While the town may not be under attack from thousands of holy marauders, residents in Queensland's own Jericho fear it will be swallowed up in a wave of mining investment, development and mining camps.
There is apprehension as the advancing hordes from God could be replicated as up to 28,000 builders and mine workers flood into the region to build at least seven enormous projects.
Jericho and neighbouring Alpha are key towns in the drought-affected Barcaldine shire, a 54,000 sq km sprawl with a 3500-strong community living on top of almost limitless reserves of coal.
Combined, the seven mines would pump out more than 255 million tonnes of electricity-making coal every year for decades once they hit full speed in 2022. At the coalface, Indian energy giant GVK - in partnership with Gina Rinehart's Hancock Prospecting - leads the race to start digging but its home-town rival Adani is not far behind.
GVK Hancock has three mines on the drawing board: Alpha and Kevin's Corner each with state and federal approvals while its Alpha West project plods through the thousands of environmental hoops its forebears have already conquered.
GALILEE BASIN QUICK FACTS:
Located about 450km west of Rockhampton, covering an area of 247,000 sq km.
Estimates vary, but it could contain 14 billion tonnes of coal
The most promising seven mines planned, are worth a total of $42.7 billion based on mid-2013 estimates.
If developed, they would export a combined 255.6 million tonnes of energy coal per year by 2022.
Currently, Queensland's entire coal industry produces 164.78 million tonnes a year.
- If the 255.6 million tonnes is burned by overseas buyers, it would produce more carbon emissions that Australia's national output a year.
Alpha and Kevin's Corner are capable of producing 30 million tonnes of coal each per year, triple the amount the state's largest mine, BHP Billiton's Goonyella Riverside in Central Queensland.
The scale of Adani's Carmichael project is difficult to comprehend - the 60 million tonne coal supply already earmarked for Adani's own insatiable power plants which line India's western coastline.
Adani will be its own supplier and customer.
GVK Hancock and Adani are just two of many gigantic firms making in-roads into the Galilee.
Billionaire politician Clive Palmer's Waratah Coal and others are charting their own courses toward construction and eventually operation.

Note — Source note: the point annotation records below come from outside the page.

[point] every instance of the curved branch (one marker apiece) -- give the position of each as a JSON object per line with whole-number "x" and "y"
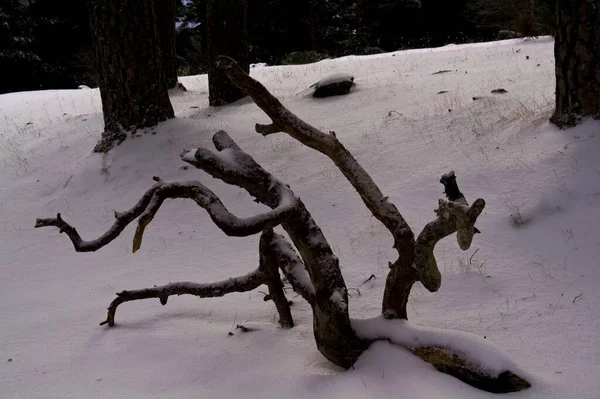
{"x": 290, "y": 264}
{"x": 238, "y": 284}
{"x": 286, "y": 121}
{"x": 122, "y": 220}
{"x": 452, "y": 216}
{"x": 467, "y": 357}
{"x": 333, "y": 333}
{"x": 225, "y": 220}
{"x": 152, "y": 200}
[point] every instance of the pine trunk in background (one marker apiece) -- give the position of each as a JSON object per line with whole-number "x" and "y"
{"x": 132, "y": 81}
{"x": 577, "y": 58}
{"x": 166, "y": 14}
{"x": 227, "y": 35}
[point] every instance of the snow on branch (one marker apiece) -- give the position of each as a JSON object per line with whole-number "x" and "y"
{"x": 452, "y": 216}
{"x": 152, "y": 200}
{"x": 225, "y": 220}
{"x": 335, "y": 340}
{"x": 122, "y": 220}
{"x": 238, "y": 284}
{"x": 285, "y": 121}
{"x": 465, "y": 356}
{"x": 290, "y": 264}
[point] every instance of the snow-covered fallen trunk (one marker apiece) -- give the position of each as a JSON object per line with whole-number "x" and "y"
{"x": 465, "y": 356}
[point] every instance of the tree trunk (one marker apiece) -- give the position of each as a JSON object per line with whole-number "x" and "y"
{"x": 577, "y": 58}
{"x": 166, "y": 14}
{"x": 132, "y": 81}
{"x": 227, "y": 34}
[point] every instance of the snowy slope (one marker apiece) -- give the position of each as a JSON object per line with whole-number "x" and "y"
{"x": 529, "y": 287}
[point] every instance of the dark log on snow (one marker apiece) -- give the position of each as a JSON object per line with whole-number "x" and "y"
{"x": 333, "y": 332}
{"x": 415, "y": 261}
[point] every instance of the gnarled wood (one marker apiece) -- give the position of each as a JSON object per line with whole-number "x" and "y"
{"x": 415, "y": 261}
{"x": 238, "y": 284}
{"x": 334, "y": 335}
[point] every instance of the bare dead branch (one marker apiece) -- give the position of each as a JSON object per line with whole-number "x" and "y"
{"x": 286, "y": 121}
{"x": 334, "y": 336}
{"x": 238, "y": 284}
{"x": 452, "y": 217}
{"x": 290, "y": 264}
{"x": 122, "y": 220}
{"x": 205, "y": 198}
{"x": 151, "y": 201}
{"x": 269, "y": 261}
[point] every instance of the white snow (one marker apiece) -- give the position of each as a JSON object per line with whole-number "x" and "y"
{"x": 529, "y": 283}
{"x": 489, "y": 359}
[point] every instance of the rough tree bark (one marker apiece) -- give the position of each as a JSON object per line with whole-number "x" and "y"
{"x": 132, "y": 80}
{"x": 227, "y": 34}
{"x": 577, "y": 61}
{"x": 315, "y": 274}
{"x": 166, "y": 16}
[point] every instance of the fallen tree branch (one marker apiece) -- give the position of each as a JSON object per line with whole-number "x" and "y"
{"x": 122, "y": 220}
{"x": 334, "y": 336}
{"x": 238, "y": 284}
{"x": 285, "y": 121}
{"x": 152, "y": 200}
{"x": 225, "y": 220}
{"x": 465, "y": 356}
{"x": 290, "y": 264}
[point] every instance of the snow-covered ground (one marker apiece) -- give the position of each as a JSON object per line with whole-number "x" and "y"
{"x": 529, "y": 283}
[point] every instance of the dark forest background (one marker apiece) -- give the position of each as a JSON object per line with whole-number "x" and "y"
{"x": 46, "y": 44}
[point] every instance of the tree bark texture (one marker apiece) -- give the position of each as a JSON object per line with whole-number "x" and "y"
{"x": 577, "y": 61}
{"x": 166, "y": 14}
{"x": 227, "y": 34}
{"x": 132, "y": 80}
{"x": 416, "y": 261}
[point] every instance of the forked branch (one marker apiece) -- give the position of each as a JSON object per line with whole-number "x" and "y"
{"x": 238, "y": 284}
{"x": 151, "y": 202}
{"x": 285, "y": 121}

An as-yet-unbuilt 500km rail line will link the mines to an expanding Abbot Point coal terminal which lies on the coast of the Great Barrier Reef.
THE FIGHT FROM ALL SIDES:
- Barcaldine Shire mayor Rob Chandler: "We have to be confident that the mining companies have good make-good water agreements with the landholders because water is the lifeblood of their cattle enterprise. That's our stance. We don't take sides."
- Climate Council chief Amanda McKenzie: "Burning all fossil fuel reserves would lead to unprecedented changes in climate so severe that they will challenge the existence of our society as we know it today."
- Queensland Resources Council chief Michael Roche: "Stopping Galilee Basin projects won't make one iota of difference to coal emissions globally because it will come from other countries."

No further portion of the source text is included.